Two lawyers for Chevron Corp., the second-largest U.S. energy company, were indicted in Quito, Ecuador, over allegations stemming from a cleanup of oil pits that's now the subject of a multibillion dollar lawsuit.

Texaco Inc., which Chevron acquired in 2001, drilled for oil in the Amazon region of Ecuador through the early 1990s, when it engaged in remediation of the oil pits. The Ecuadorian government released the company from liability. Thousands of citizens are suing Chevron over claims pollution left by Texaco caused cancer and birth defects.

The cleanup wasn't properly performed and certificates releasing the company from liability weren't properly obtained, according to a translated version of the Aug. 26 indictment provided yesterday by Chevron. The indictment also names seven other defendants, including Ecuador's former Minister of Energy and Mines.

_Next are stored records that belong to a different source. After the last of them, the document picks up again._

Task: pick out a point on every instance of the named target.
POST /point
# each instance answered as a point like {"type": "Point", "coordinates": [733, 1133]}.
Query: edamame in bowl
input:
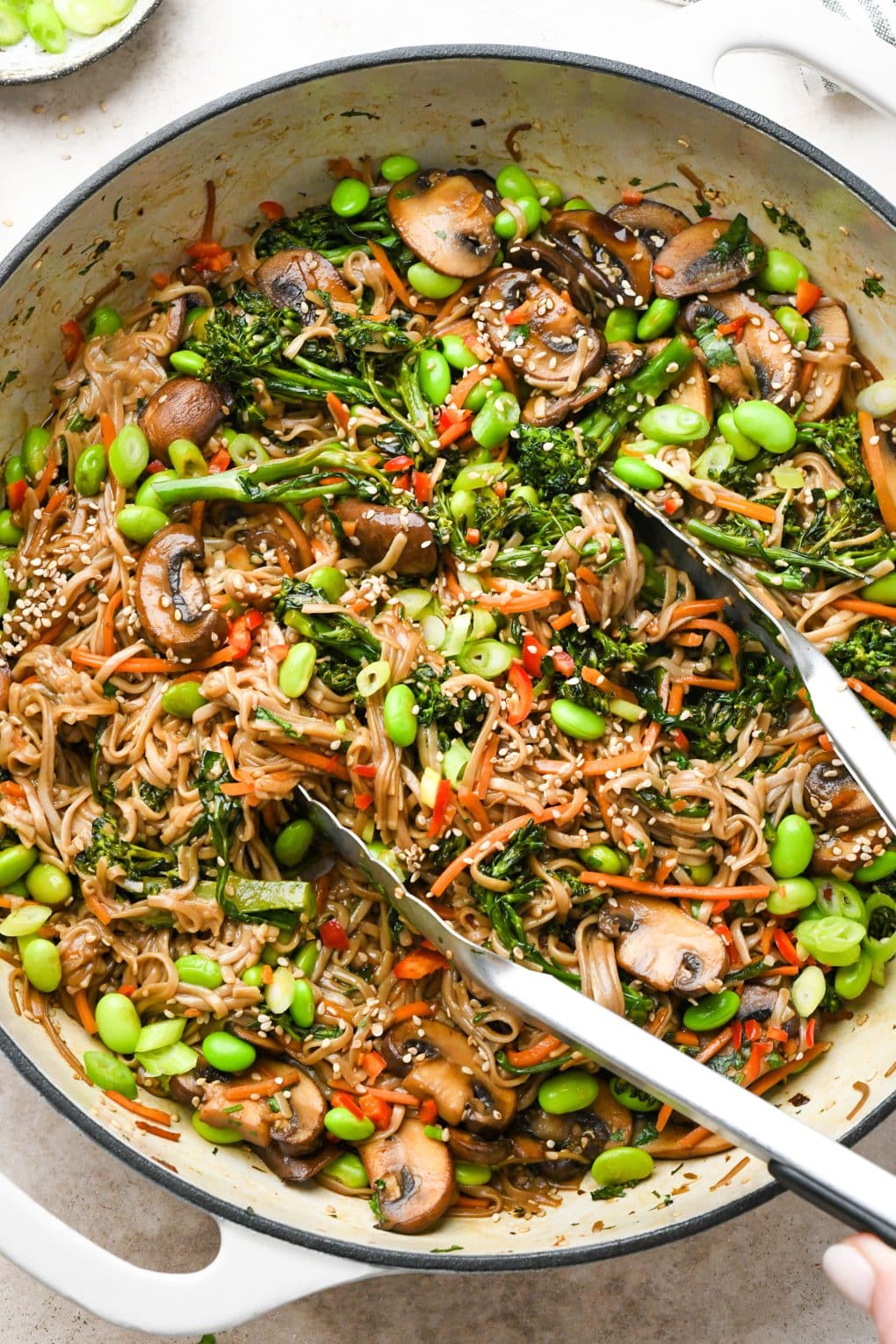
{"type": "Point", "coordinates": [322, 507]}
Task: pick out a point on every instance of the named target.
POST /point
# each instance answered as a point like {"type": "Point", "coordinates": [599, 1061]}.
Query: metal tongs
{"type": "Point", "coordinates": [816, 1167]}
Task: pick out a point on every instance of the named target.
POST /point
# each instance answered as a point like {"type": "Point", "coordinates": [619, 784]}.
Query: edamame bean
{"type": "Point", "coordinates": [398, 715]}
{"type": "Point", "coordinates": [744, 449]}
{"type": "Point", "coordinates": [639, 474]}
{"type": "Point", "coordinates": [297, 669]}
{"type": "Point", "coordinates": [576, 720]}
{"type": "Point", "coordinates": [109, 1073]}
{"type": "Point", "coordinates": [793, 847]}
{"type": "Point", "coordinates": [791, 895]}
{"type": "Point", "coordinates": [434, 377]}
{"type": "Point", "coordinates": [293, 843]}
{"type": "Point", "coordinates": [793, 322]}
{"type": "Point", "coordinates": [228, 1052]}
{"type": "Point", "coordinates": [119, 1023]}
{"type": "Point", "coordinates": [430, 283]}
{"type": "Point", "coordinates": [213, 1135]}
{"type": "Point", "coordinates": [395, 167]}
{"type": "Point", "coordinates": [195, 969]}
{"type": "Point", "coordinates": [183, 699]}
{"type": "Point", "coordinates": [104, 322]}
{"type": "Point", "coordinates": [187, 459]}
{"type": "Point", "coordinates": [328, 581]}
{"type": "Point", "coordinates": [602, 859]}
{"type": "Point", "coordinates": [187, 362]}
{"type": "Point", "coordinates": [673, 425]}
{"type": "Point", "coordinates": [515, 182]}
{"type": "Point", "coordinates": [565, 1093]}
{"type": "Point", "coordinates": [496, 420]}
{"type": "Point", "coordinates": [343, 1124]}
{"type": "Point", "coordinates": [619, 1166]}
{"type": "Point", "coordinates": [348, 1169]}
{"type": "Point", "coordinates": [10, 534]}
{"type": "Point", "coordinates": [302, 1007]}
{"type": "Point", "coordinates": [48, 885]}
{"type": "Point", "coordinates": [350, 198]}
{"type": "Point", "coordinates": [90, 469]}
{"type": "Point", "coordinates": [35, 452]}
{"type": "Point", "coordinates": [659, 317]}
{"type": "Point", "coordinates": [767, 425]}
{"type": "Point", "coordinates": [246, 451]}
{"type": "Point", "coordinates": [782, 271]}
{"type": "Point", "coordinates": [140, 523]}
{"type": "Point", "coordinates": [15, 863]}
{"type": "Point", "coordinates": [548, 192]}
{"type": "Point", "coordinates": [457, 354]}
{"type": "Point", "coordinates": [712, 1011]}
{"type": "Point", "coordinates": [472, 1174]}
{"type": "Point", "coordinates": [622, 324]}
{"type": "Point", "coordinates": [40, 964]}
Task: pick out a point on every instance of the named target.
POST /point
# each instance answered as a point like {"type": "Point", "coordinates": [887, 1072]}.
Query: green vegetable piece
{"type": "Point", "coordinates": [576, 720]}
{"type": "Point", "coordinates": [793, 847]}
{"type": "Point", "coordinates": [567, 1092]}
{"type": "Point", "coordinates": [119, 1023]}
{"type": "Point", "coordinates": [226, 1052]}
{"type": "Point", "coordinates": [111, 1074]}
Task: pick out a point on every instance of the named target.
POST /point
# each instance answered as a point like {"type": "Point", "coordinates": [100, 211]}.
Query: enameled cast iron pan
{"type": "Point", "coordinates": [271, 141]}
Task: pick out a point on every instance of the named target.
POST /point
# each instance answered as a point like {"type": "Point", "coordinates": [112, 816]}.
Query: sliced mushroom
{"type": "Point", "coordinates": [437, 1060]}
{"type": "Point", "coordinates": [621, 359]}
{"type": "Point", "coordinates": [690, 263]}
{"type": "Point", "coordinates": [286, 276]}
{"type": "Point", "coordinates": [293, 1168]}
{"type": "Point", "coordinates": [411, 1176]}
{"type": "Point", "coordinates": [183, 408]}
{"type": "Point", "coordinates": [835, 798]}
{"type": "Point", "coordinates": [650, 220]}
{"type": "Point", "coordinates": [611, 258]}
{"type": "Point", "coordinates": [827, 379]}
{"type": "Point", "coordinates": [553, 347]}
{"type": "Point", "coordinates": [444, 218]}
{"type": "Point", "coordinates": [371, 531]}
{"type": "Point", "coordinates": [764, 344]}
{"type": "Point", "coordinates": [662, 946]}
{"type": "Point", "coordinates": [172, 600]}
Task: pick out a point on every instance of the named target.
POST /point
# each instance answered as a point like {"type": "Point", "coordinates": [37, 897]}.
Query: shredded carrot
{"type": "Point", "coordinates": [418, 1008]}
{"type": "Point", "coordinates": [83, 1011]}
{"type": "Point", "coordinates": [136, 1108]}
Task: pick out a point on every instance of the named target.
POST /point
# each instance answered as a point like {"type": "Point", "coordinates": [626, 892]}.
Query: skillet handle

"The certificates set forth statements as true facts when they actually are not true, which suggests the possibility of a punishable act," according to the indictment.

In April, an environmental consultant in the pollution lawsuit said Chevron should pay as much as $16 billion to clean up the contaminated land in the Amazon region. A judge hasn't issued a final ruling on damages.

An analysis of the oil wells cited in the indictment "found that they indicate work as having been performed when in fact it was not performed or not completed."

'Politically Motivated'

In a statement yesterday, San Ramon, California-based Chevron called the indictments "politically motivated."

"We will certainly defend our attorneys," Chevron spokesman Kent Robertson said yesterday in a phone interview. "They are honorable men. We will not allow them to be persecuted."

Robertson said that previous Ecuadorian governments declined to prosecute the case and that this administration decided to pursue it because the plaintiffs suing Chevron urged it to.

"We don't have a dog in this fight," said Steven Donziger, a New York-based lawyer representing the Ecuadorian plaintiffs. "Our intention is to win a recovery in the civil case."

Donziger said there was a "sufficient legal basis to bring indictments based on a fraudulent remediation."

The Chevron attorneys named in the indictment are Ricardo Reis Veiga, who is described as "a U.S. citizen: married, residing in Miami," and Rodrigo Perez Pallares, an Ecuadorian citizen who lives in Quito, according to the indictment.